Le soir où on a travaillé dans un mariage indien

« Allo, yes we would like to know if we could play in a Bollywood movie tomorrow. »
« I don’t have any Bollywood movie tomorrow but there’s a huge wedding and we need western girls to welcome the guests. You’ll wear saris, you know saris ? »

On appelait comme ça, le jour pour le lendemain, juste pour rire, et pouvoir réaliser un rêve dans notre rêve : jouer dans un Bollywood. Ce n’est pas ce qu’on a eu, mais on a eu mieux : assister a un mariage indien, en portant un sari. Parfait.

« Rendez-vous à 16h devant votre hôtel, on vous habillera et vous maquillera, puis la réception commencera à 19h. A 23h vous aurez terminé, vous pourrez alors profiter du buffet du mariage et à minuit vous serez de retour chez vous. Je me chargerai de vous amener, de vous surveiller durant la soirée et de vous ramener. »

Ouais ouais ouais c’est trop génial !!!!!
Donc on se prépare, on attrape une paire de sandales jolies et l’appareil photo, puis on se présente au rendez-vous.
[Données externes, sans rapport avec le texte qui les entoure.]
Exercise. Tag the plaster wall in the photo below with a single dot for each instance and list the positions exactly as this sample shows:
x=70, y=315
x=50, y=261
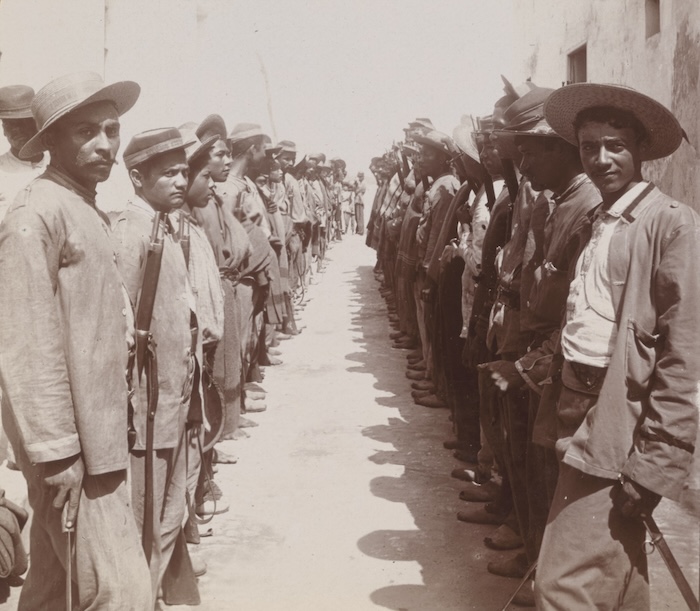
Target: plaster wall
x=665, y=66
Ismaïl est là, mais nous dit que nous allons partir avec son assistant parce que lui doit être a un autre mariage : on prendra le taxi pour aller a la gare, puis le train pour gagner du temps et traverser Mumbai, et enfin un rickshaw pour arriver au lieu de l’événement.
Euh ça sent un peu l’embrouille là nan ??? Munies de notre maman, on se dit qu’on ne risque pas grand chose.

On suit notre escorte spéciale, les moyens de transports se succédant au même rythme que les schémas catastrophes dans nos têtes : au mieux on arrive à bon port et tout se passe bien, au pire on se fait enlever (et oui, même le chauffeur de taxi est dans le coup), et nos corps/organes/cheveux/yeux sont vendus. Sinon il est toujours temps de sauter du rickshaw…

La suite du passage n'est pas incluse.